Politik Sungsang

Dr. H. Tirtayasa, S.Ag., M.A.
Kader Seribu Ulama Doktor
MUI dan Baznas RI Pusat Angkatan 2021

Politik adalah panggung tempat akal sehat, etika, dan komitmen terhadap kepentingan publik semestinya menjadi landasan utama. Namun, dalam praktiknya, tak jarang realitas memperlihatkan potret yang sungsang—berlawanan dengan logika dan nalar publik. Sungsang bukan sekadar anomali; ia menjelma menjadi sistematis, mengakar, dan sering kali dianggap lumrah. Fenomena ini bukan khas satu negara atau sistem, tetapi dapat muncul di berbagai konteks demokrasi ketika tujuan kekuasaan mengalahkan etika.

Politik sungsang adalah refleksi dari deformasi demokrasi, ketika representasi berubah menjadi representasi semu, suara rakyat menjadi komoditas elektoral, dan jabatan menjadi sekadar alat akumulasi kekuasaan pribadi. Dalam politik sungsang, yang baik dianggap ancaman, dan yang culas menjadi panutan. Fenomena ini membawa konsekuensi jangka panjang bagi kualitas pemerintahan dan kesejahteraan masyarakat.

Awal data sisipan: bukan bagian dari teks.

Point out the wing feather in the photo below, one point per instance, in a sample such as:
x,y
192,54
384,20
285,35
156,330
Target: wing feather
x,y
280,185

Demokrasi dalam Cengkeraman Distorsi

Dalam teori idealnya, demokrasi menjunjung tinggi prinsip keterwakilan, deliberasi, dan akuntabilitas (Dahl, 2020). Namun, politik sungsang menggerus pilar-pilar tersebut melalui kooptasi kekuasaan, transaksi elitis, serta ketimpangan akses dan informasi. Demokrasi prosedural yang tampak hidup dalam pesta pemilu lima tahunan tak serta merta menjamin substansi demokrasi—yakni keadilan, pemerataan, dan partisipasi bermakna.

Distorsi demokrasi ini juga diamplifikasi oleh politik identitas yang sempit. Ketika sentimen primordial lebih dijadikan alat kampanye ketimbang argumentasi programatik, maka demokrasi kehilangan akalnya. Politik identitas memang dapat memperkuat kohesi sosial jika dikelola secara inklusif (Mounk, 2018), namun dalam politik sungsang, identitas dijadikan alat polarisasi demi mempertahankan kekuasaan.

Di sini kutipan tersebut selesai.